Mais au sein du groupe LR, les propositions de l’ancien Président socialistes ne reçoivent pas le même écho favorable. « Ce sont des propositions tout droit sorties d’un magasin de brocante constitutionnelle… » tacle Philippe Bas, président LR de la commission des lois qui a suivi de très près la réforme d’Emmanuel Macron. « Nous serions le seul régime d’Europe à faire comme les Etats-Unis », souligne le sénateur LR de la Manche. Philippe Bas rappelle qu’un tel régime a déjà été tenté en France. « C’était en 1848, la seule fois où cela a été expérimenté.
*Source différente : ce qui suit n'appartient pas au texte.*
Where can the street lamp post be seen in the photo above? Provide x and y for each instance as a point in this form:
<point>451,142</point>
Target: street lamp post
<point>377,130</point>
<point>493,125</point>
Ça a débouché sur un coup d’Etat… » Quant à l’idée de développer, par ce système, la culture du compromis entre l’exécutif et le Parlement, il estime que « ça peut amener à un compromis, mais aussi à la division ». Philippe Dallier, vice-président LR du Sénat, tranche vite pour sa part le débat : « Le problème, ce n’est pas la Ve République. La question, ce sont les politiques menées ».
François Hollande, qui n’a certainement pas enterré l’idée d’un retour, compte bien encore prendre part au débat public sur d’autres sujets. « Si je peux être utile, dans cette période, c'est en faisant des propositions, et je commence aujourd'hui par les institutions » explique l’ancien chef de l’Etat… qui a même prévu un livre pour enfants. Tout un programme.